Results: PAC/SIR/TAC (PAC 100mg BID) met the primary endpoint of the phase II study, reducing %pSTAT3 ⁺ CD4 ⁺ T cells to 9.62% at day +21 ( Figure 1A). PAC/SIR/TAC significantly improved CD4 ⁺ T cell STAT5 phosphorylation at day +21, increasing the ratio of pSTAT5 ⁺ to pSTAT3 ⁺ CD4 ⁺ T cells (ratio 80.7 v 1.71 P<0.0001) compared to dose level 1 PAC/SIR/TAC of the phase I trial that lacked effective JAK2 blockade (PAC 100mg daily, day +21 %pSTAT3 ⁺ CD4 ⁺ T cells 59.5%). Partial CD28 signaling blockade was achieved by PAC/SIR/TAC compared to dose level 1, with suppression of mTOR (%pS6 ⁺ CD4 ⁺ T cells 7.67 v 22.5% P=0.0009) but only modest inhibition of Aurora kinase A activity (%pH3ser10 ⁺ CD4 ⁺ T cells 71.3 v 98.6% P<0.0001), a pathway for escape alloreactivity. Th1 (0.01 v 0.03 k/µl P=0.026) and Th17 (0.016 v 0.032 P=0.031) cells were reduced at day +21, increasing the ratio of Tregs to Th1 and Th17 cells (0.84 v 0.21 P=0.043) with PAC/SIR/TAC compared to dose level 1. Like JAK2 KO murine T cells, Th2 cells at day +21 were increased with PAC/SIR/TAC (0.056 v 0.001 k/µl P=0.036), compared to dose level 1. T, B, and NK cell engraftment at day +21 was comparable to dose level 1. Despite suppression of Th1 and Th17 cells, the cumulative incidence of grade II-IV acute GVHD by day +100 with PAC/SIR/TAC was similar to historic SIR/TAC values (46.4 v 43%) ( Figure 1B).
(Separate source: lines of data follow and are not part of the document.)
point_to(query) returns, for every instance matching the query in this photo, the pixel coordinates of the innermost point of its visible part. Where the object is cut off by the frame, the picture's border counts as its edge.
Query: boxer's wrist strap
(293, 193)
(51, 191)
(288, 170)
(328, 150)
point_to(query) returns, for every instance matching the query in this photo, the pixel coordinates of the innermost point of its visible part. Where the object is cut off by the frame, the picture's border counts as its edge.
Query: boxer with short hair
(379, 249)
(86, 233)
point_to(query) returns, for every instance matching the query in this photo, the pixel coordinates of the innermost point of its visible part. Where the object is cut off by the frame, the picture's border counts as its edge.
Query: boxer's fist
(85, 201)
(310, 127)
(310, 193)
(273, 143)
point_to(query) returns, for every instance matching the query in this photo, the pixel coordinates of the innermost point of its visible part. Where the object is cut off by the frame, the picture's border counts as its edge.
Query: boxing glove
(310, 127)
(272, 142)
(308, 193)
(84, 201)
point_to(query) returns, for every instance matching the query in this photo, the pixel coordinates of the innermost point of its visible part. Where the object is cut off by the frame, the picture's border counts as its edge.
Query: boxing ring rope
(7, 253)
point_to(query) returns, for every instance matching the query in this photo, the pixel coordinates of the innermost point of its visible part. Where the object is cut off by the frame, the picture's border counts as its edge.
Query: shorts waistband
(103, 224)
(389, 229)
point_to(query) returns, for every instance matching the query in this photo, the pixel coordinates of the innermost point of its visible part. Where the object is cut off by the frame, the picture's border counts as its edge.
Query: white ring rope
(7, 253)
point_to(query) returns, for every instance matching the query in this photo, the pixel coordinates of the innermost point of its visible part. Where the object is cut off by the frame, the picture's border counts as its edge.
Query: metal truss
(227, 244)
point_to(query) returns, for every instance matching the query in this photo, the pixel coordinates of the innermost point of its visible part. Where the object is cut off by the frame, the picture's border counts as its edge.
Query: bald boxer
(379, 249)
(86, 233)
Acute GVHD onset did not correlate with duration of PAC therapy, depth of pSTAT3 inhibition, or burden of circulating Th1, Th17, or Th2 cells.
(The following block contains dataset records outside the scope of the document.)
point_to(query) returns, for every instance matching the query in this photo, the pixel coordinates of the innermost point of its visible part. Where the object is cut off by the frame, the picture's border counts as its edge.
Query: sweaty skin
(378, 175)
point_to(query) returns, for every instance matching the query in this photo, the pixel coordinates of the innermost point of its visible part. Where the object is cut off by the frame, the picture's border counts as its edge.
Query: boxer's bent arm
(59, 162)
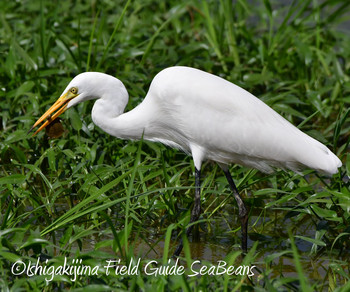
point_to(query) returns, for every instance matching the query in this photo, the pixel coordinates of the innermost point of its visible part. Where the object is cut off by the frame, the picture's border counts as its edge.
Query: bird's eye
(74, 90)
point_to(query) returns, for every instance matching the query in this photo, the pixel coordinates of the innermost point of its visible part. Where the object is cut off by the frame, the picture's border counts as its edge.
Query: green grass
(90, 196)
Conclusions: While PAC/SIR/TAC successfully reduced pSTAT3, increased pSTAT5, and suppressed Th1 and Th17 cells, the regimen did not reduce acute GVHD risk. Completed phase II and III trials testing tocilizumab (anti-IL-6 monoclonal antibody, ACTRN12612000726853, ACTRN12614000266662) and now PAC reveal a biologic disconnect between effective IL-6/JAK2/pSTAT3 axis blockade and a disappointing lack of clinical improvement in acute GVHD prevention. We surmise uncontrolled T cell Aurora kinase A activity contributed to acute GVHD via CD28 costimulation in this trial. As PAC polarizes the pSTAT5:pSTAT3 CD4 ⁺ T cell ratio and targets IRAK1 and CSFR1, it may have activity in refractory chronic GVHD. This concept is now being tested by others (NCT05531786).